Now dealing with it doesn’t mean they’ll be all cool calm and collected, they might very well be a sobbing emotional wreck but they will store that trauma memory cognitively and or emotionally so that it’s not getting in the way of the systems general ability to function.

Some alters may be triggered out by ‘happy’ things that they just enjoy, like a certain food/activity or song, that’s a positive trigger.

And sometime switches will occur due to bumping into particular person at the store, a particular TV show they’ve been watching coming on or a conversation topic that’s important or related to them in some way – (like my desperate need to fix the educational hole a certain somebody left in her wake on the podcast) that’s a ‘situational’ trigger because it’s due to specific situation.

Alters will vary in the extent they have their own ‘personality’, parts known as ‘fragments’ pretty much hold specific memories, emotions or experiences but don’t have much in the way of opinions about stuff external to the body where as alters that have or currently front fairly often tend to form detailed personalities based on their perspectives.

Alters can identify as different genders and ages to the body, young child alters are common due to that being a time of frequent trauma, but you will get teens, adults and some that identify as older than the body depending on the system.

In our case our youngest parts (technically known as littles) pretty much never front and our cohost group doesn’t really have any decent communication with them, it’s only through random passive influences, flashbacks we’ve been co conscious for and some stuff other alters have written down that we know anything about them at all.

The quantity of alters in a system can vary from one other than the host through to 1000s. We don’t know how many we have, we know names of about15 but there are others.

In regards to names, we do have individual names but everyone responds to the body’s legal name in public because we are not out of the closet about our dissociative disorder. Our co host group has taken on mostly variants of our legal name anyway so it’s not too painful to be mislabeled, besides our husband calls us “hun” and the kids call us “mum” and they’re who we see the most.

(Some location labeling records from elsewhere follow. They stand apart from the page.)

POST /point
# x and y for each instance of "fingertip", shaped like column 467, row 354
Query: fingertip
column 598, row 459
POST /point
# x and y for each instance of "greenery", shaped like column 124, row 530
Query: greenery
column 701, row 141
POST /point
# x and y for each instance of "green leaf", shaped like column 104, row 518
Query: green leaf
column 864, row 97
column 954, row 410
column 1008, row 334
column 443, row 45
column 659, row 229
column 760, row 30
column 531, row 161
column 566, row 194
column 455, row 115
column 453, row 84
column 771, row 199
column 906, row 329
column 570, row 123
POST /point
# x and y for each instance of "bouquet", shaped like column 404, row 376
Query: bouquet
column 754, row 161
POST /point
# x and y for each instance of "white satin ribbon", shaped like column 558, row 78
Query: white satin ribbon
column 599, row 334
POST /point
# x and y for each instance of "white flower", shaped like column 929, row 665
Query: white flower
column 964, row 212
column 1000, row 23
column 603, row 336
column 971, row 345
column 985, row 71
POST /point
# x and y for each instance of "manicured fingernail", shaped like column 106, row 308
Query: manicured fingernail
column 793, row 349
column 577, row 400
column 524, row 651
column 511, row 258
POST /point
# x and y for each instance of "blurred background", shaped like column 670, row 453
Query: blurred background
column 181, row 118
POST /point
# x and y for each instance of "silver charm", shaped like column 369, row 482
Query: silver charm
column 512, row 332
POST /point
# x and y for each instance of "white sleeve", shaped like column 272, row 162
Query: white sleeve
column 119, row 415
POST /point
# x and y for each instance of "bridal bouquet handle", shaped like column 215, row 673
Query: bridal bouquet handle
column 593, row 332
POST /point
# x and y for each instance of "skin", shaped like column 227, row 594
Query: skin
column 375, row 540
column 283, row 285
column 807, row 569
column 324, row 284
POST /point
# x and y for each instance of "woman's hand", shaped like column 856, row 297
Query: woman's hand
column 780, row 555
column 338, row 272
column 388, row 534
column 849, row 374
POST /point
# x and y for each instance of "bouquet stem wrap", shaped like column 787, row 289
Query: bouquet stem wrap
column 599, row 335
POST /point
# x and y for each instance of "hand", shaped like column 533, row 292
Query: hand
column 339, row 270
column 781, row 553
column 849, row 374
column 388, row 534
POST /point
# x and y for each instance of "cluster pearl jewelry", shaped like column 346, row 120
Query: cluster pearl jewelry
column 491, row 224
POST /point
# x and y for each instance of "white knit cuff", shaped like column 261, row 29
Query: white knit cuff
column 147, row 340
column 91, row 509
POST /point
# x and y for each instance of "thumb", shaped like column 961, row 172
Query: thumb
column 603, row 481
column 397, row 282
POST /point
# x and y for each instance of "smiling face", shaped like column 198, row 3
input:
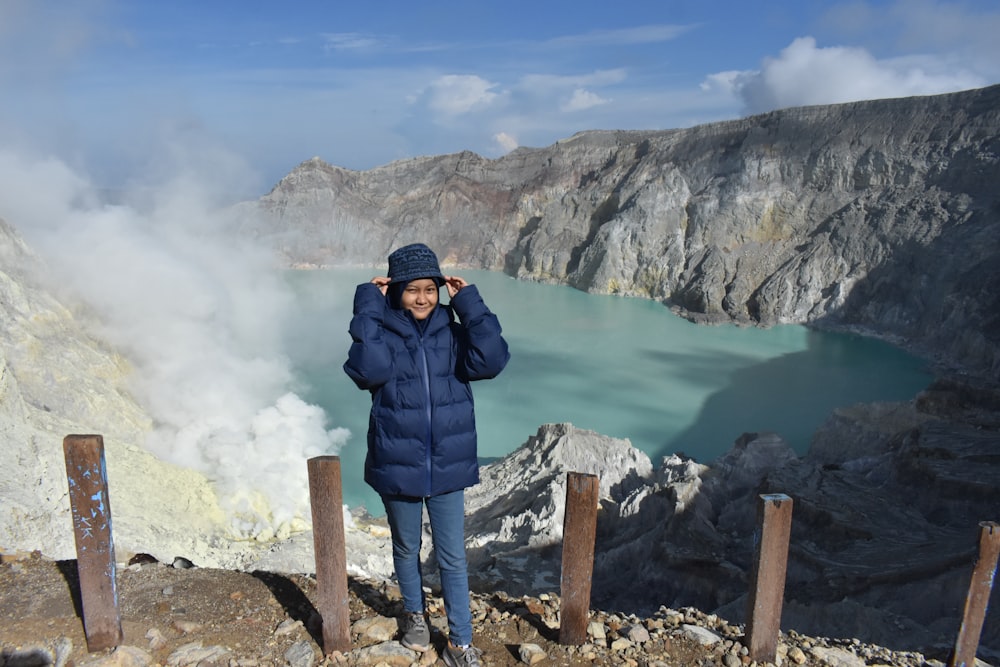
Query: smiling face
column 419, row 297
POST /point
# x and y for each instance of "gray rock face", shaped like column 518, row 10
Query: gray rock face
column 882, row 216
column 883, row 541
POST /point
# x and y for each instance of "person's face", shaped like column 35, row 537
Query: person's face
column 420, row 297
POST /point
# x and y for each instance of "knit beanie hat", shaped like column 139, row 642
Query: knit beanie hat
column 412, row 262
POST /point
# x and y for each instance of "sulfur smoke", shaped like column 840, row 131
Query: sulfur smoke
column 202, row 315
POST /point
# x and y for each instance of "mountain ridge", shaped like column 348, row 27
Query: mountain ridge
column 876, row 216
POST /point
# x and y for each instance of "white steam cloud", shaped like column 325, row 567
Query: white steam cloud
column 203, row 319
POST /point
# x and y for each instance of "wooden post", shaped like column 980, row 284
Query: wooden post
column 767, row 586
column 95, row 550
column 326, row 498
column 979, row 595
column 579, row 531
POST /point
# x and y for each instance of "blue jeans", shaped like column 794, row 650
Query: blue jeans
column 447, row 515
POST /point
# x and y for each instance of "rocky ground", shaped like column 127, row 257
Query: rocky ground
column 213, row 618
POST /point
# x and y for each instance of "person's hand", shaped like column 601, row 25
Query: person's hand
column 454, row 283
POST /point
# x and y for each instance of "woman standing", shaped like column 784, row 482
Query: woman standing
column 417, row 358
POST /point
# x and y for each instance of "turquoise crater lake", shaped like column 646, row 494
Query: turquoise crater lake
column 627, row 368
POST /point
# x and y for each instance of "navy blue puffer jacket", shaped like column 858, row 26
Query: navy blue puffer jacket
column 422, row 429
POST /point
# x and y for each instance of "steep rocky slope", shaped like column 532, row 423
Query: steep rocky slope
column 880, row 215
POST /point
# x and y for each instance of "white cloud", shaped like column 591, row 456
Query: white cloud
column 348, row 41
column 200, row 317
column 456, row 94
column 804, row 74
column 648, row 34
column 505, row 142
column 582, row 99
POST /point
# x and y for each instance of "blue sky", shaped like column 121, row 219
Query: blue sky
column 123, row 90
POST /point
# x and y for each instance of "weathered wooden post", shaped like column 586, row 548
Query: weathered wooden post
column 767, row 586
column 979, row 595
column 579, row 531
column 95, row 550
column 327, row 500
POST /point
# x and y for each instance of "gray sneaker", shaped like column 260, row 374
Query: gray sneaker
column 416, row 634
column 459, row 656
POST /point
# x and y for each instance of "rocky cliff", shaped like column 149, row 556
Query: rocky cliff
column 883, row 216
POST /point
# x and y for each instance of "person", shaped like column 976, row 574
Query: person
column 417, row 357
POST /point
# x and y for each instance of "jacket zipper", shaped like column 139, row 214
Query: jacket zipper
column 428, row 433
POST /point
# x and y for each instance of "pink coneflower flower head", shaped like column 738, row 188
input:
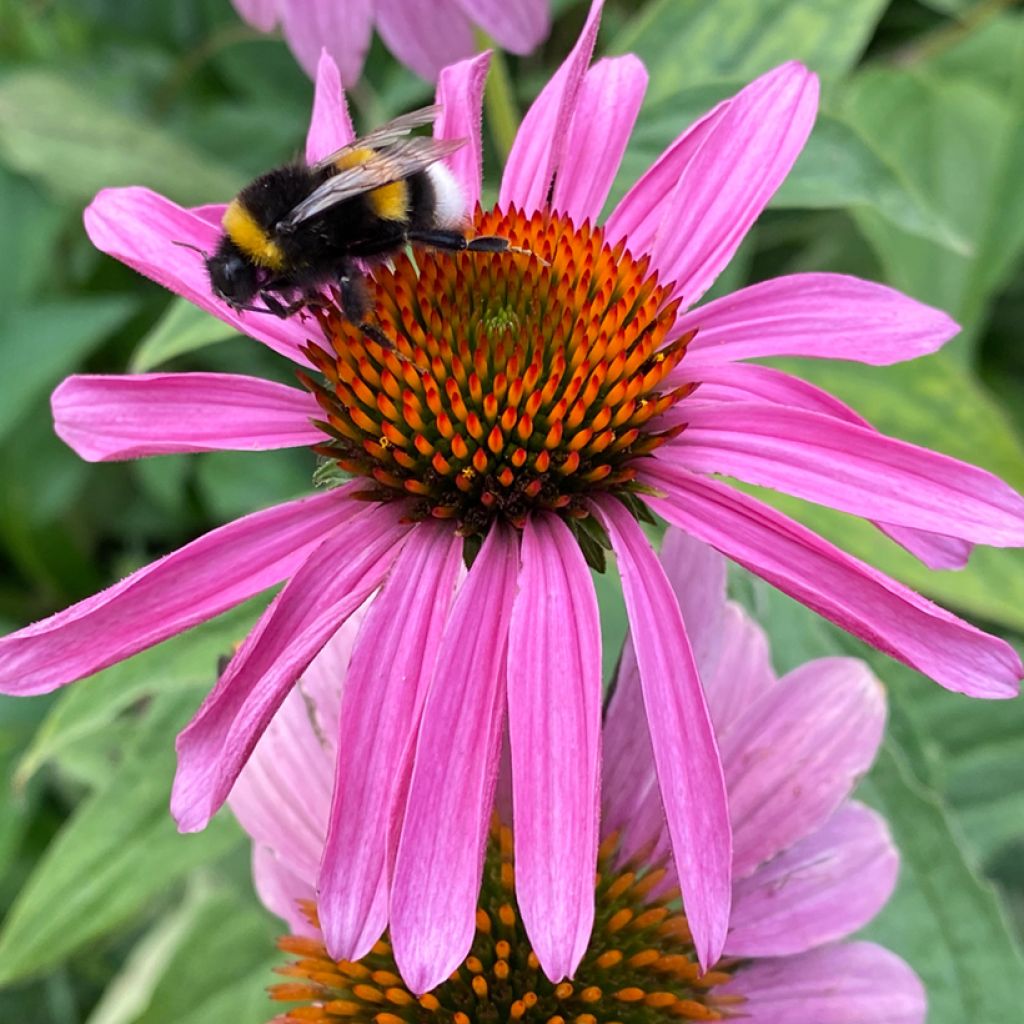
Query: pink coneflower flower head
column 525, row 412
column 424, row 36
column 811, row 865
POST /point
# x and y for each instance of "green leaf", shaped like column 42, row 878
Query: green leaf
column 182, row 329
column 688, row 42
column 943, row 919
column 184, row 664
column 118, row 853
column 44, row 343
column 53, row 130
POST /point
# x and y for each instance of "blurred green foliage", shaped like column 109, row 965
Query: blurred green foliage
column 911, row 176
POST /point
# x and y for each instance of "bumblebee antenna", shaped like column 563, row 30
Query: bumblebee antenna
column 195, row 249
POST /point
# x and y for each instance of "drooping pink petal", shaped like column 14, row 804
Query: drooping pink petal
column 747, row 381
column 850, row 983
column 143, row 229
column 194, row 584
column 542, row 139
column 606, row 110
column 826, row 315
column 821, row 889
column 850, row 468
column 384, row 694
column 126, row 417
column 732, row 176
column 440, row 853
column 689, row 771
column 640, row 213
column 330, row 125
column 518, row 27
column 260, row 14
column 554, row 706
column 796, row 754
column 855, row 596
column 460, row 93
column 333, row 582
column 741, row 674
column 343, row 30
column 427, row 35
column 280, row 890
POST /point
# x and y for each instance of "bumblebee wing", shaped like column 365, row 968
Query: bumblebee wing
column 397, row 161
column 386, row 134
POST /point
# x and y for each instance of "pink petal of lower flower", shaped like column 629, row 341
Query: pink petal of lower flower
column 384, row 693
column 848, row 467
column 460, row 93
column 342, row 29
column 198, row 582
column 747, row 381
column 335, row 580
column 541, row 141
column 732, row 176
column 330, row 125
column 126, row 417
column 855, row 596
column 425, row 35
column 828, row 315
column 689, row 771
column 796, row 754
column 440, row 854
column 518, row 27
column 141, row 228
column 741, row 674
column 280, row 890
column 821, row 889
column 606, row 110
column 554, row 701
column 851, row 983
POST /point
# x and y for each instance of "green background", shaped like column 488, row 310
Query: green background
column 912, row 176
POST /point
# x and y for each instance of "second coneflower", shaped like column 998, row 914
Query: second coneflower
column 522, row 417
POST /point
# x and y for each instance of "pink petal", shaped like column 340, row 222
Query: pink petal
column 848, row 467
column 425, row 35
column 194, row 584
column 640, row 213
column 282, row 797
column 826, row 315
column 260, row 14
column 460, row 92
column 606, row 110
column 518, row 27
column 542, row 139
column 821, row 889
column 333, row 582
column 741, row 674
column 440, row 854
column 118, row 417
column 383, row 700
column 141, row 228
column 280, row 890
column 732, row 176
column 852, row 983
column 689, row 771
column 554, row 701
column 796, row 754
column 343, row 30
column 330, row 125
column 855, row 596
column 743, row 381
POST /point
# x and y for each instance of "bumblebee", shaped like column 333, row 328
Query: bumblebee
column 302, row 226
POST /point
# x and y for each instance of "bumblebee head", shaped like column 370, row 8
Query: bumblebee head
column 232, row 278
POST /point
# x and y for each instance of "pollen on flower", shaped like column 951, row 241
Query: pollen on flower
column 511, row 381
column 640, row 967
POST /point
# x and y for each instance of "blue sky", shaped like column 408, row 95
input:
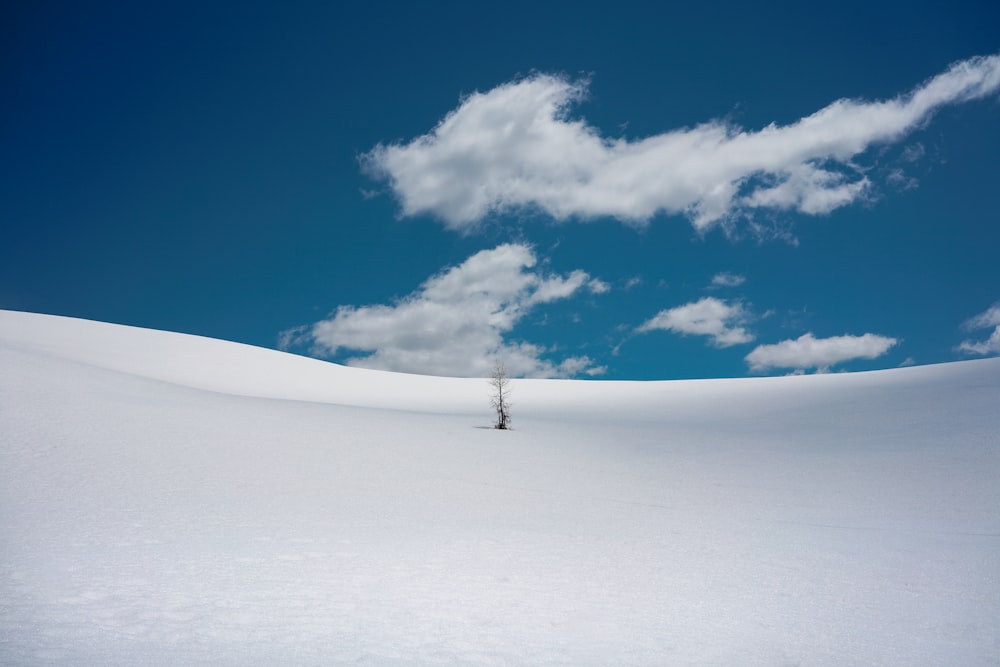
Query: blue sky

While it can be hard at times, we do get a kick out of using our real names at out of town coffee shops or when talking to people we won’t see again.

Although our co host group is co conscious a lot of the time and does a myriad of the same tasks, we still have different strengths and weaknesses and can ‘forget’ how to do something that we’ve been shown repeatedly. For example, we did the same general tasks at our family business work place but a certain someone seems to forget how to do routine things in regards to basic daily book keeping. This stuffs things up and frustrates the heck out of another part who has to fix it and can’t understand how she even keeps making this kind of mistake!

Also while we all write, one is better at descriptive text and conveying emotion while another is better at explaining factual information.

Okay. We will make this better in the future but this is currently just an attempt to make things make more sense for those reading the blog.

Please ask us any questions you have, we are generally better equipped to answer things than spout out information randomly and we can post an FAQ later if that interests anyone.

But also please note while a few things have been discussed in passing on the blog, we won’t be answering any questions specific to our early trauma because that’s something we are still struggling to understand and process ourselves and can be a very negative trigger for us (and others) we hope you will understand that and be patient with us.